Alguns de
nós, urbanos naturais ou naturalizados, pasteurizados ou esterilizados,
sentimos muita atração pelo mundo rural. Talvez porque ele esteja distante ou
por parecer inalcançável, talvez porque, ao tocarmos levemente em sua face
plácida e verde, nos reportemos para algum lugar que não seja nossa rotina
morna, cotidiana, seca. Talvez também porque esses alguns de nós estejam
insatisfeitos com os significados que sua vida projete sobre nossos sonhos.

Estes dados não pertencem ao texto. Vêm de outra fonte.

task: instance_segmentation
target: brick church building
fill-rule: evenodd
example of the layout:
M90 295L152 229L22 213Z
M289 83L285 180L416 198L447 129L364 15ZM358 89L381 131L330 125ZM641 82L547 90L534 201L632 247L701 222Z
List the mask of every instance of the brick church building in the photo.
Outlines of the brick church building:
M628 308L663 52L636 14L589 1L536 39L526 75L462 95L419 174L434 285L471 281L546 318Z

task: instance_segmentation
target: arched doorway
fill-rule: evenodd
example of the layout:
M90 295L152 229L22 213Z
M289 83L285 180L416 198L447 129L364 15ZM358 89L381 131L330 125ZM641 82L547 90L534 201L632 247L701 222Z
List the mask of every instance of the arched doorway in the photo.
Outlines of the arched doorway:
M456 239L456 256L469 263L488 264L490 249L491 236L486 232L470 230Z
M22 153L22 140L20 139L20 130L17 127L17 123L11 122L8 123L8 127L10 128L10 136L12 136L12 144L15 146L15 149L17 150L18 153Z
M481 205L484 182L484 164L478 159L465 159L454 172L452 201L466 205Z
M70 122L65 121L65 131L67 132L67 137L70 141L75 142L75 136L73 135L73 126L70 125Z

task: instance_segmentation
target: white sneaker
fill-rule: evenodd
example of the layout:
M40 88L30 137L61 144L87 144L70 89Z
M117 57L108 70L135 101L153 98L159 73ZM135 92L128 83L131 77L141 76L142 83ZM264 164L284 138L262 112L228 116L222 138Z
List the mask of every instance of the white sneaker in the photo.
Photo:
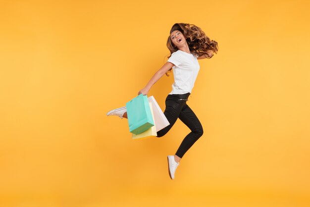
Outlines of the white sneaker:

Talvez,
por isso mesmo, porque sonhemos.
Nós, essa
porção rebelada do quase infinito mundo concreto, ao qual chamamos de realidade
– como se no mundo real só pudesse existir esse urbano, concreto, entre cercas
elétricas e câmeras – nós olhamos essa terra toda protegida pelo ínfimo arame
farpado, compondo um horizonte ora distante, ora tão próximo que parece não
haver saída, nos tons e sobretons de verde e marron, o vento balançando o
cabelo trazendo perfumes indistintos, sem marca, onde podemos gritar sem que
ninguém nos ouça (não por causa de buzinas, motores, telefones) exceto o eco,
ficamos encantados pela sensação de liberdade repentinamente irrompida, como se
o sangue saísse das veias por um tempo, desorganizasse a retina, fosse risco de
vida.
Esse
fascínio que faz ao mesmo tempo um sorriso e um tremor no peito, como quando
olhamos de muito alto para o lá embaixo despencado, aquela sensação do logo
antes de pular do trampolim, quando o elevador para súbito, ou quando viramos
uma estrada deserta e descobrimos que nos perdemos, esse fascínio que une
vertiginosamente a alma ao corpo com adrenalina e serotonina, e nos faz sentir,
mesmo que por instantes, que a vida percorre nossos ossos, esse fascínio é
quase vital para esses alguns.
Os outros
de nós, aqueles satisfeitos com sua urbanidade e coerência - não vamos
criticá-los, pois somos nós os idealistas - esses outros chegam nessas estradas
de terra e logo vêem a poeira que sobe com sua passagem deixando seus carros
inidentificáveis, pedem o café e a conta ao mesmo tempo e, ato contínuo, vão
embora retornando para seus apartamentos aconchegantes com janelas duplas, anti-ruído,
para vidas embaladas a vácuo, sem contato manual, contas-correntes, gerente e
limites, felizes porque sua vida não muda assim como a paisagem, oferecendo
apenas o risco conhecido e esperado que estar vivo representa.
Nós todos,
esses e aqueles, justificamos sempre nossas atitudes e escolhas. Se ficarmos,
tem um motivo, se partirmos, tem uma explicação. Sempre. Razões cheias de
significados reconfortantes ou sublimados. Palavras para apartar o peito, tranquilizar
o coração, manter a pressão sanguínea dentro do esperado, sem picos. No final,
se mandamos recados para nós mesmos – para quem seremos um dia – também dançamos
conosco mesmos.
Eu, um dia,
acordei querendo mais de outro prato, não do que recebi do destino, não do que
herdei. Um dia eu quis traçar um caminho diferente com meus próprios pés, numa
direção que não estava no meu mapa de então. Aliás, eu quis outro mapa mundi,
eu quis outro mundo. Nós temos sempre a opção de ser co-autores de nosso roteiro,
mas podemos abdicar. Ou fazer-nos crer que realmente criamos ou decidimos
quando apenas mudamos para continuar no mesmo lugar. Na verdade, a mim parece
que podemos contar histórias diferentes ou diferentemente a mesma história. Cada
um à sua maneira, cada um conforme seu comprometimento consigo, sua busca pela
felicidade.
Se viver é
correr riscos, é uma escolha pessoal traçar ou não esse risco e dizer de que
lado vou caminhar. Porque depois que escolho e redesenho meu mundo, ele volta a
ser um mapa mundi traçado, organizado, limitado. Então, saber reinventar o meu
caminho é o novo risco. Viver é não descansar senão quando paramos o olhar no
silêncio da tarde e observamos as sombras que o sol projeta, ou quando, à
noite, repentinamente o vento pára e tudo fica quieto por segundos inteiros. Viver,
afinal, é essa passagem do tempo e o que fazemos dela enquanto isso.